Many of her jewels were bought by her husband, Giovanni Battista Meneghini, a wealthy industrialist 28 years her senior whom she married in 1949. After a triumphant performance in Medea at La Scala in 1953 he bought her a ruby and diamond parure from Faraone in Milan, jewels rumoured to have been made by Harry Winston.
A replica of the necklace features in Pablo Larrain’s film Maria starring Angelina Jolie who brings La Divina, as her many fans called her, back into the spotlight, recalling the last years of the tempestuous and bejewelled opera star before she died at the age of 53 of a broken heart alone in her Paris apartment.
Jolie wore a couple of Cartier brooches that had belonged to Callas in the film and at its premiere in Cannes. “It was very moving to be wearing a piece of Cartier jewellery she wore and owned,” said Jolie. “To have jewellery of such a high quality on camera felt special and right for Maria. She was such an elegant lady.”

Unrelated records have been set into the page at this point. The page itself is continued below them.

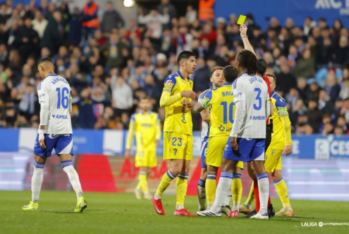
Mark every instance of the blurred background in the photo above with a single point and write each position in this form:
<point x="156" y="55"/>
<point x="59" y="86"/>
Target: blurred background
<point x="115" y="52"/>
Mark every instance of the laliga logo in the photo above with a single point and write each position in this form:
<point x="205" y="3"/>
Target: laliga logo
<point x="342" y="5"/>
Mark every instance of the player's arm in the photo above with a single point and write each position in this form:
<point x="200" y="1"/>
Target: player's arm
<point x="130" y="134"/>
<point x="245" y="41"/>
<point x="240" y="111"/>
<point x="44" y="101"/>
<point x="205" y="115"/>
<point x="158" y="131"/>
<point x="286" y="124"/>
<point x="204" y="102"/>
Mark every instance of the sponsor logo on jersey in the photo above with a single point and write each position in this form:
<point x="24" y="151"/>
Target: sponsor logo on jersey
<point x="60" y="116"/>
<point x="146" y="125"/>
<point x="259" y="117"/>
<point x="221" y="128"/>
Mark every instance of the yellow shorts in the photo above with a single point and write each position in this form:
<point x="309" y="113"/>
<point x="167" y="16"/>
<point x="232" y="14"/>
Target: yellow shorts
<point x="215" y="149"/>
<point x="178" y="146"/>
<point x="273" y="160"/>
<point x="146" y="159"/>
<point x="240" y="165"/>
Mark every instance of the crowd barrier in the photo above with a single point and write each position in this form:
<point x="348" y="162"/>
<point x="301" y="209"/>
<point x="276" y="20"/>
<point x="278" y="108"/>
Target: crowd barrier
<point x="318" y="168"/>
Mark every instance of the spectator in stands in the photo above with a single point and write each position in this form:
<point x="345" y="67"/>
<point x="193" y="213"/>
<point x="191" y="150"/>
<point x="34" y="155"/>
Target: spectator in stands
<point x="154" y="20"/>
<point x="4" y="15"/>
<point x="285" y="80"/>
<point x="305" y="65"/>
<point x="39" y="23"/>
<point x="113" y="49"/>
<point x="27" y="39"/>
<point x="325" y="103"/>
<point x="201" y="76"/>
<point x="3" y="55"/>
<point x="314" y="114"/>
<point x="209" y="33"/>
<point x="4" y="35"/>
<point x="308" y="25"/>
<point x="111" y="19"/>
<point x="90" y="19"/>
<point x="122" y="95"/>
<point x="341" y="56"/>
<point x="191" y="14"/>
<point x="331" y="86"/>
<point x="52" y="37"/>
<point x="172" y="11"/>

As Callas’ iconic status and wealth grew so did her collection. In 1955 Meneghini bought her an emerald and diamond necklace and 37.56ct emerald ring. She wore Cartier, Harry Winston and when she left her husband in 1959 for Aristotle Onassis, the wealthy shipping magnate lavished her with Van Cleef & Arpels jewels. During their period together, in 1967, she commissioned from Van Cleef a Five Leaf platinum brooch with six Burmese rubies and diamonds that she wore pinned to her shoulder at many public appearances.
After he death in 1977 nothing was known of the whereabouts of her jewellery until some of it surfaced at a Sotheby’s auction in 2004, with the seller refusing to be identified. There was always speculation on who inherited some of the jewels. However, we do now know that Cartier bought some of it.